Her fellow shopkeepers managed Venzke’s boutique during her treatment, which included chemotherapy, radiation and surgery.

“I never could have done it without them,” Venzke said. “Normally that would mean the end of a shop, but these women made sure mine stayed open.”

Venzke joined The Shops Off Westheimer in 2013 when another merchant retired. She kept the store stocked with the same women’s clothing brands as always, until her illness made her rethink her business priorities.

“All of a sudden, I couldn’t go to market anymore in L.A. and Dallas,” Venzke said. “And it was like a light bulb went off in my head. Here I was, wanting to offer these unique things you couldn’t find anywhere else, but I was going to these big marketplaces to get them. That’s when I decided to get back to my real passion, which is promoting ‘wearable art.’?”

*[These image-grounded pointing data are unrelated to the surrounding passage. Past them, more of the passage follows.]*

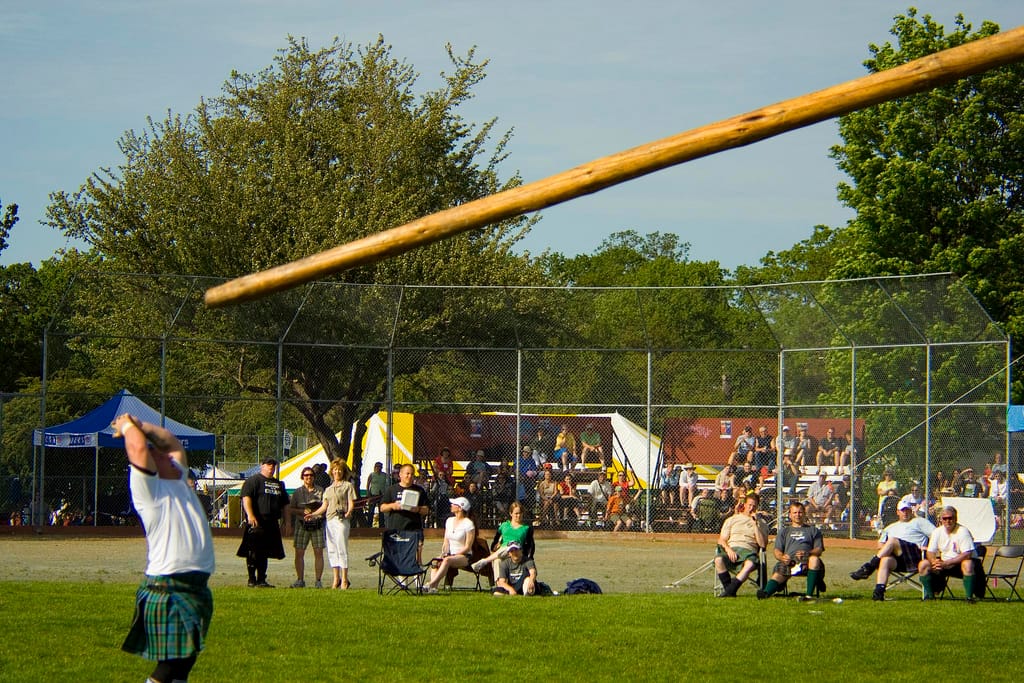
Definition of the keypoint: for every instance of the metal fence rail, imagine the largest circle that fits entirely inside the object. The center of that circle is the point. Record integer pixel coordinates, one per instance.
(912, 368)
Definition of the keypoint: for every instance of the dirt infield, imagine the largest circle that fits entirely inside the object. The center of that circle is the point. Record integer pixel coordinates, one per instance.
(620, 563)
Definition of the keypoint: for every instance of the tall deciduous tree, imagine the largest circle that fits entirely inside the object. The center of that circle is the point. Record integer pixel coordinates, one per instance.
(937, 179)
(325, 146)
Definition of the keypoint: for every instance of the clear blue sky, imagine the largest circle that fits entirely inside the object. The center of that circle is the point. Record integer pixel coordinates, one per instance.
(576, 79)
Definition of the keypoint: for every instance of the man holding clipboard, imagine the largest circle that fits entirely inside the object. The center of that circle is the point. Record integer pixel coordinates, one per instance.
(403, 505)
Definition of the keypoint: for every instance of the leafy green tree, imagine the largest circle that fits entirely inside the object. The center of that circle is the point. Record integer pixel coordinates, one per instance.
(7, 220)
(325, 146)
(937, 178)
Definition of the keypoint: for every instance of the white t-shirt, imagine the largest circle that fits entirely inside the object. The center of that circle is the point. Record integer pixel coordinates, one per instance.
(177, 532)
(948, 546)
(456, 532)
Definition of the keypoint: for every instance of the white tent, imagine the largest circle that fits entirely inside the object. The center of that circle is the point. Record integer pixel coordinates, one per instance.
(214, 477)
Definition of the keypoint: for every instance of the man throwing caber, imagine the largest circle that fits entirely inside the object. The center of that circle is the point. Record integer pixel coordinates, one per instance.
(741, 537)
(798, 551)
(950, 553)
(173, 605)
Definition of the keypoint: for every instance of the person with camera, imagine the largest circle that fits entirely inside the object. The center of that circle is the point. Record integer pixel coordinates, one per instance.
(402, 513)
(740, 540)
(173, 603)
(263, 500)
(798, 551)
(305, 499)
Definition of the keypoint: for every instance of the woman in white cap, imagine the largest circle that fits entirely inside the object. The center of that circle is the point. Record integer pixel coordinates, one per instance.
(460, 534)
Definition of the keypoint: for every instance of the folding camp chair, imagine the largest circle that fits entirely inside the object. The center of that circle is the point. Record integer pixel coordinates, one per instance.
(1011, 555)
(943, 588)
(759, 577)
(396, 562)
(897, 578)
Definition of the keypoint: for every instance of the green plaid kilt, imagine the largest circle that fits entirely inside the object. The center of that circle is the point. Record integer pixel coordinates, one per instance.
(172, 616)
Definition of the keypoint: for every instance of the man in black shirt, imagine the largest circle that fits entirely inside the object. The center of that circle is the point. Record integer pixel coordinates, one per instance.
(402, 512)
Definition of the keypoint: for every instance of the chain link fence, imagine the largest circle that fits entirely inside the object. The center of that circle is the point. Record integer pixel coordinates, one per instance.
(909, 374)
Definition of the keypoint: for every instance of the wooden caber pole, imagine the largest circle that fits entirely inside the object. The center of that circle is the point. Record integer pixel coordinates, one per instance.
(916, 76)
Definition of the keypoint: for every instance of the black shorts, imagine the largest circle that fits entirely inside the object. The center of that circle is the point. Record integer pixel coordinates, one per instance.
(909, 556)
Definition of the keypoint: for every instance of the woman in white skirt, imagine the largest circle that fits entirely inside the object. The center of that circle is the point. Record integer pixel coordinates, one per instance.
(339, 499)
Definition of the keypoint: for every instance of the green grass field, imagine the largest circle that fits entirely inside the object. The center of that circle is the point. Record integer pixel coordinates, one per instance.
(73, 632)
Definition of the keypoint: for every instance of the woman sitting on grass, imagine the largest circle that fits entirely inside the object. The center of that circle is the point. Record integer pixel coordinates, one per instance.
(510, 530)
(460, 534)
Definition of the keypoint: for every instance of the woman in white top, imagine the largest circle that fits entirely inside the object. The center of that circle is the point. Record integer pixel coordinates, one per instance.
(338, 501)
(460, 534)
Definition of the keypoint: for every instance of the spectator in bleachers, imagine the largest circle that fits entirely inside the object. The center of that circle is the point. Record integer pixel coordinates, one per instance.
(723, 482)
(568, 501)
(688, 481)
(764, 453)
(900, 547)
(444, 467)
(478, 470)
(790, 476)
(998, 492)
(565, 447)
(516, 573)
(321, 477)
(590, 441)
(547, 489)
(460, 535)
(798, 550)
(913, 498)
(748, 479)
(744, 444)
(305, 499)
(623, 479)
(615, 509)
(475, 498)
(829, 450)
(670, 484)
(406, 519)
(438, 491)
(950, 552)
(600, 492)
(738, 543)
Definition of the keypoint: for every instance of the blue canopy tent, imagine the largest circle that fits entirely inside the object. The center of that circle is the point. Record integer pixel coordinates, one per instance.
(93, 430)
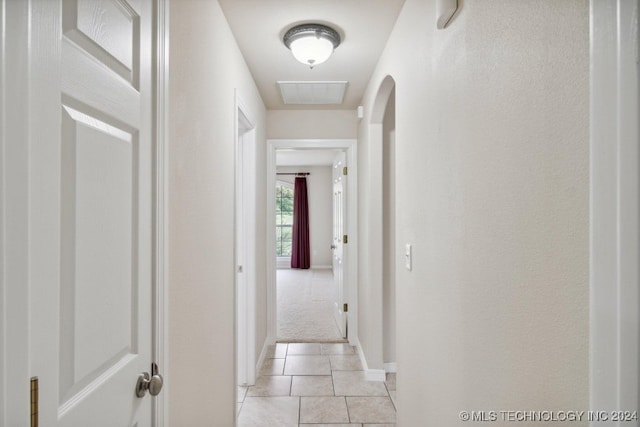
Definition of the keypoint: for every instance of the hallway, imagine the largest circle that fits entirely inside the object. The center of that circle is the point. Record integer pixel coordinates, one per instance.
(304, 384)
(305, 304)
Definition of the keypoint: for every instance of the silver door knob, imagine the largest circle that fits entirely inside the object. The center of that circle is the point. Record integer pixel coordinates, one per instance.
(151, 383)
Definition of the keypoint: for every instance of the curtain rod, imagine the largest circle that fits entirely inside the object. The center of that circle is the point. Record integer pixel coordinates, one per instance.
(294, 173)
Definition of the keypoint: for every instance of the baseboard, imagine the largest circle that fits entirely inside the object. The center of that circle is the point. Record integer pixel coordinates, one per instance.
(370, 374)
(263, 354)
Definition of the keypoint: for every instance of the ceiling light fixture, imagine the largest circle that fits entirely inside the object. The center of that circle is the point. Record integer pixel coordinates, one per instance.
(311, 44)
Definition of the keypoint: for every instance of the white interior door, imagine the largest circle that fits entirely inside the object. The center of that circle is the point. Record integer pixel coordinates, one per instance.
(91, 216)
(339, 185)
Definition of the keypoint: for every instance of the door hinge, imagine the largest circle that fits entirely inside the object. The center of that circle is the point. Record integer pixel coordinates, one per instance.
(34, 401)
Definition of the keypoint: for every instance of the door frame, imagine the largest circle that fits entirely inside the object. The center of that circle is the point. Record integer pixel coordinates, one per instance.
(351, 226)
(14, 210)
(245, 248)
(160, 404)
(614, 313)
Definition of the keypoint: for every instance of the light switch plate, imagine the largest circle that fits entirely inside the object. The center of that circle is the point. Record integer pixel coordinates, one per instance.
(407, 256)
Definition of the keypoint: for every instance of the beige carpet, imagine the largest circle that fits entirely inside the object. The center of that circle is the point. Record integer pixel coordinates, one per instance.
(305, 306)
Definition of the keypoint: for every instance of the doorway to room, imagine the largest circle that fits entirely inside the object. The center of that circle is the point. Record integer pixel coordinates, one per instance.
(307, 302)
(305, 246)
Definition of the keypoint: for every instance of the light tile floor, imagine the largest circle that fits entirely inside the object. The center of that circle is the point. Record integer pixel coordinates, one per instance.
(319, 385)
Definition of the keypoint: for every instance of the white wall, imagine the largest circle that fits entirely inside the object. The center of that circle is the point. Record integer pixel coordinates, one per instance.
(311, 124)
(389, 232)
(205, 68)
(320, 196)
(492, 191)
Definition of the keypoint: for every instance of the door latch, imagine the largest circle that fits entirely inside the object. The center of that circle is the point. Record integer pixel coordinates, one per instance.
(151, 383)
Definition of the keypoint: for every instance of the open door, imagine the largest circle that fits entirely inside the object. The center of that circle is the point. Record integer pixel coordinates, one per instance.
(91, 220)
(339, 240)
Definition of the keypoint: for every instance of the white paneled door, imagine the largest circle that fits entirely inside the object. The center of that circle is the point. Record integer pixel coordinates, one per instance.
(339, 185)
(90, 209)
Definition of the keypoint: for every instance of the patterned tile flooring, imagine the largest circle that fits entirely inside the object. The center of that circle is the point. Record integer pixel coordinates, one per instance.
(319, 385)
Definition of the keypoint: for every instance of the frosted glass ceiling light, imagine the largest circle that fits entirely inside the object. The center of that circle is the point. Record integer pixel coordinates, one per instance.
(311, 44)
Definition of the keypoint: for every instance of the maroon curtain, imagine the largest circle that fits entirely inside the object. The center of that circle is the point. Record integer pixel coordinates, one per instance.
(300, 253)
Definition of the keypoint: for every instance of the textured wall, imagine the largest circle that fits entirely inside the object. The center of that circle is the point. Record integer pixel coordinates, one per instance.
(311, 124)
(492, 191)
(205, 67)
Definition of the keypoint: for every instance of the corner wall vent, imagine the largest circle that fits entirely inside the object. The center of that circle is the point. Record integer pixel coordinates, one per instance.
(312, 93)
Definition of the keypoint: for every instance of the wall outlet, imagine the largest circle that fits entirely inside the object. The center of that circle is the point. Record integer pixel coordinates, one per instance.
(407, 257)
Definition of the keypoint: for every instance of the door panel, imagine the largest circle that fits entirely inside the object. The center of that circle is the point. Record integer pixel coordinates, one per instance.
(92, 315)
(339, 184)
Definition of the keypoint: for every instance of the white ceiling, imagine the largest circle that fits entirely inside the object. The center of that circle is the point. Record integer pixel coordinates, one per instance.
(259, 25)
(305, 157)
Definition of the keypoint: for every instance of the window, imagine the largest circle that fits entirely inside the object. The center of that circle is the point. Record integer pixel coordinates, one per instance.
(284, 218)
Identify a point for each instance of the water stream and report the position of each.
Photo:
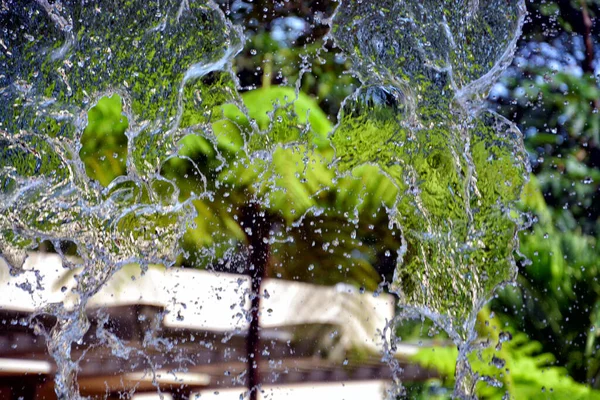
(419, 117)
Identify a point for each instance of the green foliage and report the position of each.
(516, 367)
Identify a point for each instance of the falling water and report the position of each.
(419, 116)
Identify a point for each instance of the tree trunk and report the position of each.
(256, 227)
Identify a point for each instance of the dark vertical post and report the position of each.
(256, 227)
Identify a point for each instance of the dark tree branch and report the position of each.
(588, 65)
(256, 226)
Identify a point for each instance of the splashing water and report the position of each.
(420, 117)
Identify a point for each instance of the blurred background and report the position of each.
(547, 324)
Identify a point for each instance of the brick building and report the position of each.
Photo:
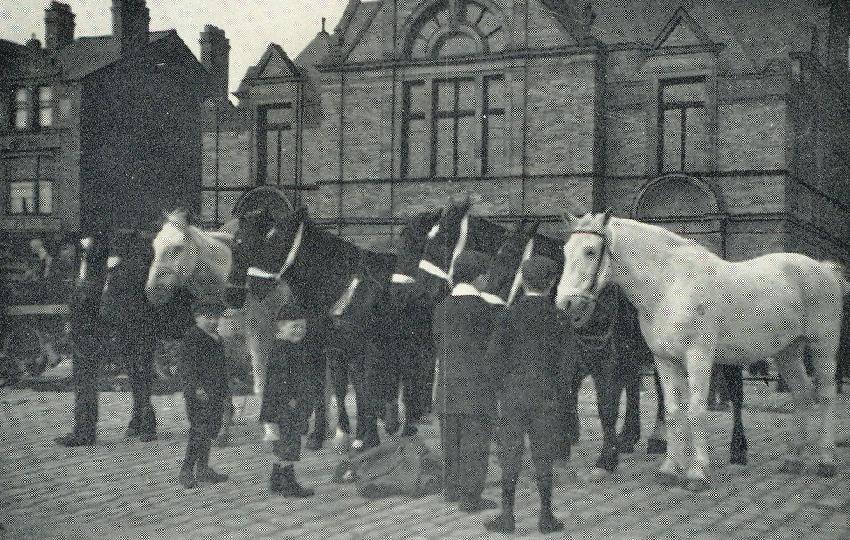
(726, 120)
(101, 131)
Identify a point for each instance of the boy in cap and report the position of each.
(294, 381)
(467, 388)
(532, 351)
(203, 371)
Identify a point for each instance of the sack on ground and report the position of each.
(405, 467)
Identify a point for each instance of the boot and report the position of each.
(187, 478)
(503, 523)
(549, 524)
(283, 482)
(74, 439)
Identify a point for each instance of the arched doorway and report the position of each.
(686, 205)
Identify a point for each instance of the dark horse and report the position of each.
(610, 340)
(135, 324)
(330, 276)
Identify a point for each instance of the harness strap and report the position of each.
(253, 271)
(344, 300)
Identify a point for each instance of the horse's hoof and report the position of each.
(738, 459)
(667, 479)
(313, 444)
(656, 446)
(597, 474)
(223, 441)
(791, 466)
(827, 470)
(695, 484)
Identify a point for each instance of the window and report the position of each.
(453, 128)
(415, 162)
(32, 108)
(494, 137)
(30, 185)
(442, 135)
(276, 149)
(22, 108)
(45, 106)
(683, 126)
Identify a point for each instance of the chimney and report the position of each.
(215, 57)
(130, 23)
(58, 26)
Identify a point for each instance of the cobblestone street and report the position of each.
(125, 489)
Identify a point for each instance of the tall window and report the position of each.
(683, 126)
(415, 162)
(276, 149)
(32, 108)
(443, 134)
(29, 185)
(453, 136)
(494, 137)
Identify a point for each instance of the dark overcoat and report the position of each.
(296, 371)
(462, 326)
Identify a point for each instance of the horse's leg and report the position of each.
(673, 379)
(608, 404)
(733, 375)
(657, 442)
(824, 366)
(794, 374)
(630, 381)
(698, 364)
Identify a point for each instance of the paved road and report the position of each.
(126, 489)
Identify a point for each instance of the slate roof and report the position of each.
(76, 60)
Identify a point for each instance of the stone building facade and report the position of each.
(99, 132)
(728, 121)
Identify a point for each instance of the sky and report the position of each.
(250, 25)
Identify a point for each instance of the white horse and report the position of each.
(188, 257)
(696, 309)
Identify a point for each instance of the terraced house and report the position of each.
(98, 132)
(723, 120)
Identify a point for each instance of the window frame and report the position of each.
(683, 107)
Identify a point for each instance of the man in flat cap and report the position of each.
(466, 389)
(532, 351)
(203, 372)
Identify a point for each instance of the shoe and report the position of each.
(282, 481)
(187, 479)
(314, 443)
(471, 505)
(548, 524)
(503, 523)
(209, 475)
(73, 439)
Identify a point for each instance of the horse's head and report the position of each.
(247, 241)
(268, 245)
(503, 276)
(587, 264)
(174, 258)
(413, 238)
(443, 243)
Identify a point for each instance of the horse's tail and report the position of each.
(841, 275)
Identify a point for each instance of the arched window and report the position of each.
(455, 28)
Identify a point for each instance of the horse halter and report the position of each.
(592, 291)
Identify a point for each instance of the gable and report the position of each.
(682, 31)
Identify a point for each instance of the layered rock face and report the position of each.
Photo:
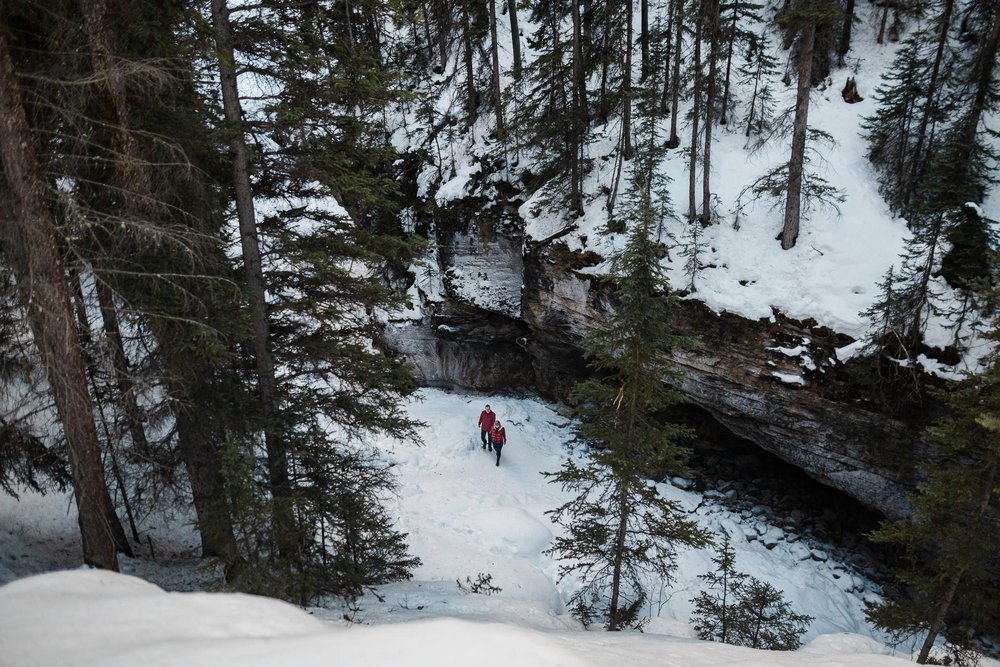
(772, 382)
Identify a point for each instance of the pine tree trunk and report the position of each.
(668, 55)
(675, 139)
(119, 363)
(914, 174)
(515, 37)
(471, 106)
(30, 238)
(942, 609)
(729, 68)
(495, 58)
(618, 556)
(753, 97)
(442, 9)
(644, 37)
(983, 74)
(199, 445)
(695, 114)
(713, 59)
(627, 86)
(796, 163)
(916, 332)
(845, 32)
(881, 25)
(277, 457)
(579, 98)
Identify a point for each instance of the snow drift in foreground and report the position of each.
(103, 619)
(465, 517)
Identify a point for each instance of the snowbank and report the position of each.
(104, 619)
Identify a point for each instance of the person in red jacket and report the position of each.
(486, 419)
(498, 436)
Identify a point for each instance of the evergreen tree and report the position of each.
(760, 68)
(742, 610)
(319, 129)
(946, 580)
(620, 530)
(765, 619)
(715, 609)
(736, 14)
(556, 123)
(802, 21)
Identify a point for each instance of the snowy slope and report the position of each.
(831, 276)
(465, 516)
(48, 621)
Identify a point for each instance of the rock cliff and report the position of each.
(774, 382)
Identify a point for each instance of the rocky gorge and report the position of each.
(508, 313)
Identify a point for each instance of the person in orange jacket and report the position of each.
(498, 438)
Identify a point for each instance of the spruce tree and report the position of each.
(744, 611)
(715, 612)
(620, 530)
(330, 229)
(946, 579)
(766, 620)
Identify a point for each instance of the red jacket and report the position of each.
(486, 420)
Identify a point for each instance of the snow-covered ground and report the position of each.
(832, 274)
(465, 516)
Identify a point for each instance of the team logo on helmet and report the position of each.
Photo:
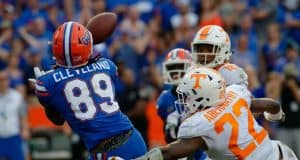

Even in a retail environment where e-commerce is ascendant, a specialized co-op like The Shops Off Westheimer “can really work well when it’s done right,” said Jason Baker, a principal in Houston commercial real estate firm Baker Katz. They can do especially well in more affluent, high-density parts of town.

“People are spending more time thinking through the details now,” he said. “If executed right - getting the right tenant mix, making sure there’s adequate parking, things like that - some of these alternative retail environments can be very successful.”

At Sultana’s Daughter, Venzke offers hand-painted scarves and one-of-a-kind jewelry pieces, in addition to carrying Los Angeles designers Sam & Lavi and Cotton Citizen. The hand-painted scarves come courtesy of her husband, Houston artist James Brummett.

Brummett is an oil painter who has exhibited at museums and other venues.

“I wore a dress he hand-dyed to the opening of his show at the Contemporary Arts Museum a few years ago, and people couldn’t get enough of it,” she said. “So we recently decided to make them available to my customers. To me, fashion will always be about having wearable art.”

The name of Venzke’s boutique is a nod to her mother. Venzke grew up in a large Greek family, known in Houston for their real-estate holdings. As a child, people constantly asked for her mother’s name, since the Kaldis clan includes seven siblings. She always replied, “Sultana’s Daughter,” and the name stuck.

“It’s hard to earn money in retail, but I’m giving myself five years to earn a profit,” Venzke said. “That’s normally how long it takes in the clothing industry.”

To do that, Venzke plans to include even more pieces of “wearable art” in the store.

“My whole family shops there,” said customer Lisa O’Leary said. “I’m 60, and my youngest child is 26, but we all find something we love. It’s one of those places where there’s just something for everyone.”

Venzke also offers her wares online, though she said her heart belongs to the brick-and-mortar store.

“I love helping people find something that makes them feel comfortable and look great,” Venzke said. “People come to my store because they know I’ll always give them an honest opinion, and they’ll never feel like they have to buy something.”